"Every error involves a contradiction; for since someone who commits an error doesn’t want to do that, but to act rightly, it is clear that he isn’t doing what he wants. For what does a thief want to achieve? Something that is to his benefit. If theft, then, is contrary to his benefit, he isn’t doing what he wants. Now every rational mind is by nature averse to contradiction; but as long as someone fails to realize that he is involved in a contradiction, there is nothing to prevent him from carrying out contradictory actions; when he becomes aware of it, however, he must necessarily turn aside from the contradiction and avoid it, just as harsh necessity forces one to renounce what is false as soon as one realizes that it is false, although one assents to it as long as its falsity remains unapparent." (v. 1-3, p. 140).
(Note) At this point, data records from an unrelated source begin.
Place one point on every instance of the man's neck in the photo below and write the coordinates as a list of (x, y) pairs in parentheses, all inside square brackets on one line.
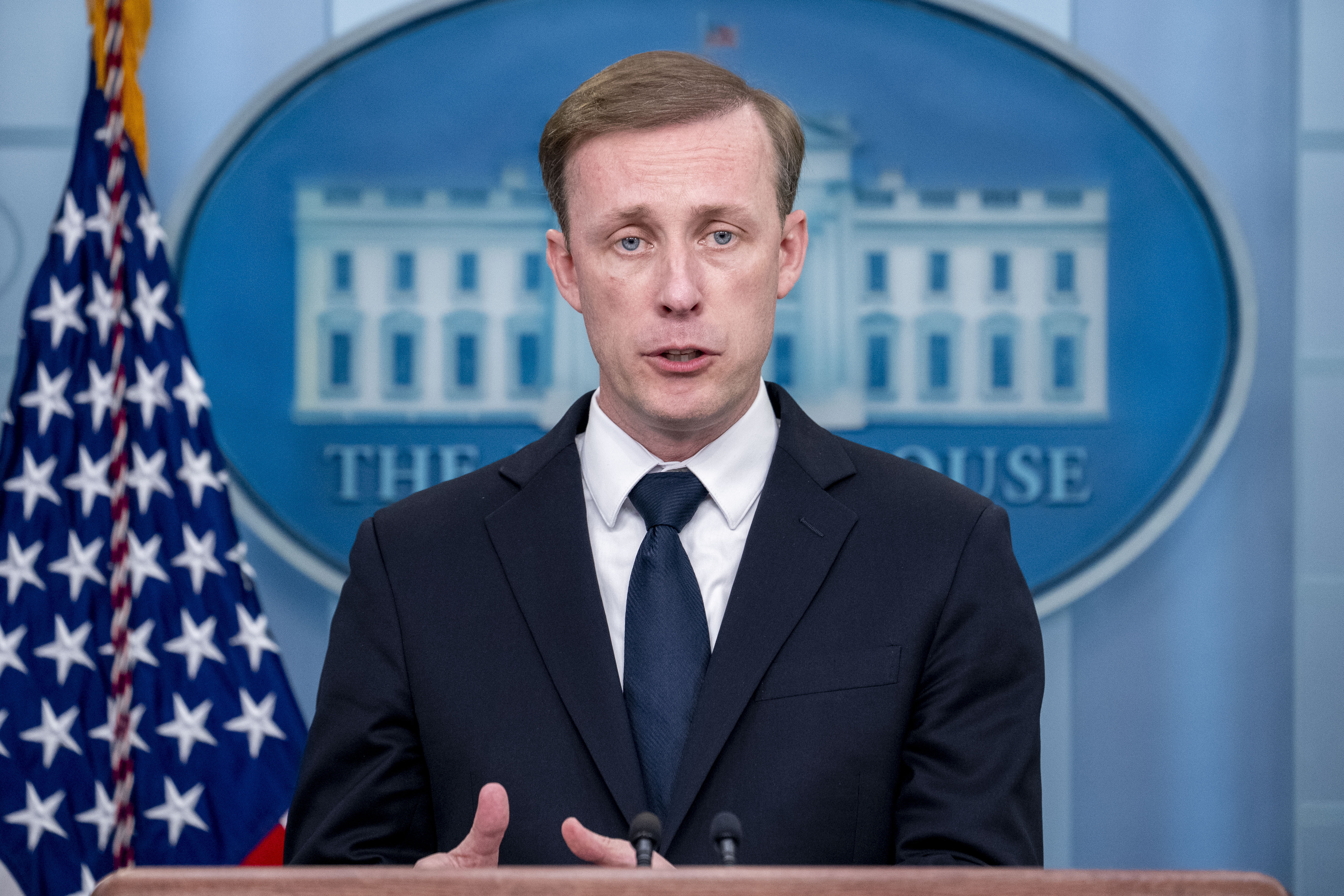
[(671, 445)]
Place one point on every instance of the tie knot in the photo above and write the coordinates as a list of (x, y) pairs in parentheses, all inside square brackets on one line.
[(669, 499)]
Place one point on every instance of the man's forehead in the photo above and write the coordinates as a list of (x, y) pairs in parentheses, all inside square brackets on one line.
[(713, 163)]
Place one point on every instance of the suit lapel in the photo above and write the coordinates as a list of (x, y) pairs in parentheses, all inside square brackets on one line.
[(541, 537), (796, 535)]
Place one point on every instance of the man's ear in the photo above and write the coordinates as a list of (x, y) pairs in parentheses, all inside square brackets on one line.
[(793, 250), (562, 267)]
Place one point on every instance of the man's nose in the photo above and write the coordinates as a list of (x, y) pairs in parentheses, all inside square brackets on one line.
[(679, 288)]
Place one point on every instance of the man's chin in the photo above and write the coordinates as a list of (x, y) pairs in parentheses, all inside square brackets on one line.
[(690, 409)]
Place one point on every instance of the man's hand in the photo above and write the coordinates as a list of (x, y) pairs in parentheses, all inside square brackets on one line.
[(482, 845), (603, 851)]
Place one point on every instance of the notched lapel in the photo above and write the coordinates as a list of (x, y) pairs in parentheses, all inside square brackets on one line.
[(541, 537), (796, 535)]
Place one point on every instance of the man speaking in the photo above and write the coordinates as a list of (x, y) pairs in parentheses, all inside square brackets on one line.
[(687, 597)]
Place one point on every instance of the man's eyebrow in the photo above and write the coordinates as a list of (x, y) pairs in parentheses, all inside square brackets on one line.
[(706, 213), (628, 214)]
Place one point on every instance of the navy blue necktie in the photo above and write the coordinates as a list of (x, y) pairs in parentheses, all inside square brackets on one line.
[(667, 640)]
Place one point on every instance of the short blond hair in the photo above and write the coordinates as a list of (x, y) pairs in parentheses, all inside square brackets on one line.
[(654, 91)]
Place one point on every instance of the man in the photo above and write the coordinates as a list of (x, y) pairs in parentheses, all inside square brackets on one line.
[(687, 597)]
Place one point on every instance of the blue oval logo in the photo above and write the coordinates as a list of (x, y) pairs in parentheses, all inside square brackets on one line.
[(1017, 276)]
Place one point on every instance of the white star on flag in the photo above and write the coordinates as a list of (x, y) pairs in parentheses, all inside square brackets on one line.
[(80, 563), (199, 557), (148, 224), (70, 226), (35, 483), (104, 815), (66, 649), (54, 733), (105, 730), (61, 311), (10, 649), (40, 816), (238, 554), (147, 475), (105, 222), (17, 567), (252, 636), (150, 305), (139, 640), (101, 310), (87, 882), (256, 722), (195, 643), (178, 809), (148, 391), (197, 473), (191, 391), (91, 481), (99, 396), (143, 562), (49, 398), (187, 726)]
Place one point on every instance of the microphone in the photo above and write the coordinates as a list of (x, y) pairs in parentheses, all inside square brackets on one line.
[(726, 832), (646, 833)]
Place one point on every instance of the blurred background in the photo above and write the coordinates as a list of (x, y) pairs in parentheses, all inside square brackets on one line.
[(1194, 714)]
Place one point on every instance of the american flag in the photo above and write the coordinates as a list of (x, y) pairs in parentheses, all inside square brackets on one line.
[(212, 733)]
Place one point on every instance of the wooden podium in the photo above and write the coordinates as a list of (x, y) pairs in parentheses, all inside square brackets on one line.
[(747, 880)]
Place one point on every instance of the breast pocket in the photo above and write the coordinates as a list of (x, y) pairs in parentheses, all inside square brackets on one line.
[(839, 671)]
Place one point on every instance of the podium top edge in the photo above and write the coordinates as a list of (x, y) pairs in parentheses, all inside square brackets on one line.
[(577, 880)]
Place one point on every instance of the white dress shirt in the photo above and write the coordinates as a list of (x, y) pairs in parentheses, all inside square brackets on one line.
[(733, 471)]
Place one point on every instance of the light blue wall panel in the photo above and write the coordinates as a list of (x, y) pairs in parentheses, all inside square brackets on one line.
[(1183, 663)]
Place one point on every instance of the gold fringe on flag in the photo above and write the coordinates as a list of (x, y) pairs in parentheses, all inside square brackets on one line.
[(136, 17)]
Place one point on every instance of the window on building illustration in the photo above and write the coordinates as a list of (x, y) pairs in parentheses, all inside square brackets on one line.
[(1064, 198), (404, 359), (343, 272), (939, 198), (533, 272), (1000, 362), (405, 197), (342, 195), (467, 272), (529, 359), (878, 272), (405, 272), (341, 359), (999, 198), (878, 354), (1065, 363), (467, 361), (784, 361), (1002, 273), (1064, 272), (940, 362), (937, 272)]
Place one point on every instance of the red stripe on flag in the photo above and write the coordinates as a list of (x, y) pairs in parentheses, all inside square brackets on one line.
[(271, 851)]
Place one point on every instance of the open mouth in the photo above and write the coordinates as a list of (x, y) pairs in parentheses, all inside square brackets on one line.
[(689, 355)]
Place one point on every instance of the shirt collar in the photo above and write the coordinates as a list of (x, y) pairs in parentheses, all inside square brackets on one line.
[(733, 467)]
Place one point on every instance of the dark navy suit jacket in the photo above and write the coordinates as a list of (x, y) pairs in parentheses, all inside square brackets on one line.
[(874, 694)]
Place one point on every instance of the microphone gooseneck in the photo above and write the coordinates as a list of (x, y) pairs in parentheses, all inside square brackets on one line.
[(646, 835), (726, 832)]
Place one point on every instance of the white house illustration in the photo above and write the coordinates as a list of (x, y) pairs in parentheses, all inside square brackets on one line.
[(916, 305)]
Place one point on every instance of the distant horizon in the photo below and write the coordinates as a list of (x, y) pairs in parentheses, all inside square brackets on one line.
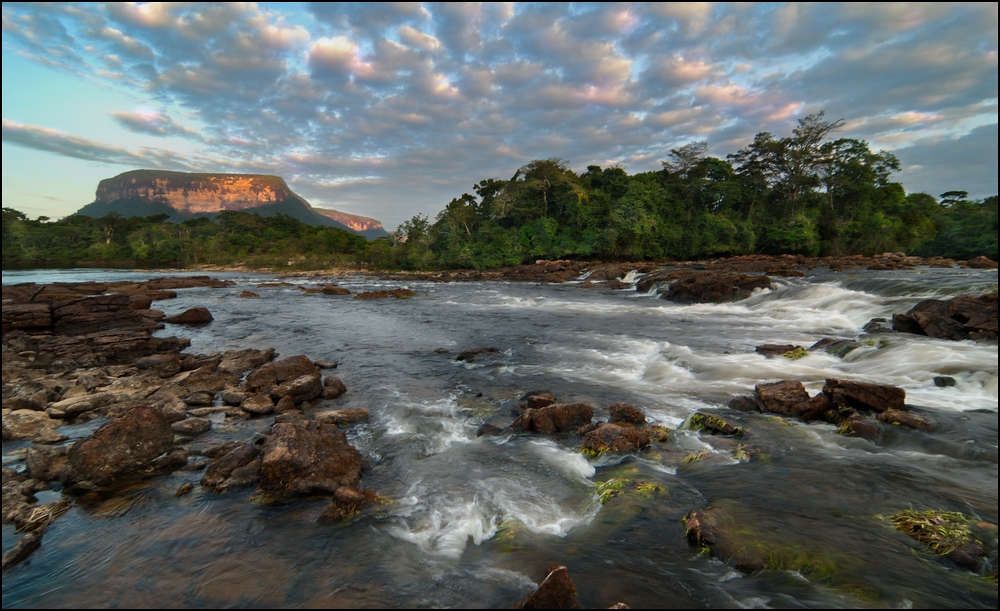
[(387, 111)]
"For if anyone can make that clear to him, he'll renounce his error of his own accord, but if you fail to show him, don’t be surprised if he persists in it" (v. 5, p. 140)
"Make the ruling centre aware of a contradiction, and it will renounce it; but if you fail to make it clear, blame yourself rather than the person whom you’re unable to convince." (v. 7, p. 141)
In summary, we must assume people are rational and want to do what is right. We must also assume that once a person is taught correctly, they will act correctly. Furthermore, if we attempt to correct others, we must not become shocked if they don't immediately change. Do your best to teach and correct others, but don't fault yourself if you're unable to change their mind.
Marcus Aurelius prodded himself to always be in the mindset of, not blame, but of helping and teaching others in Book 6.27 and again in Book 5.28.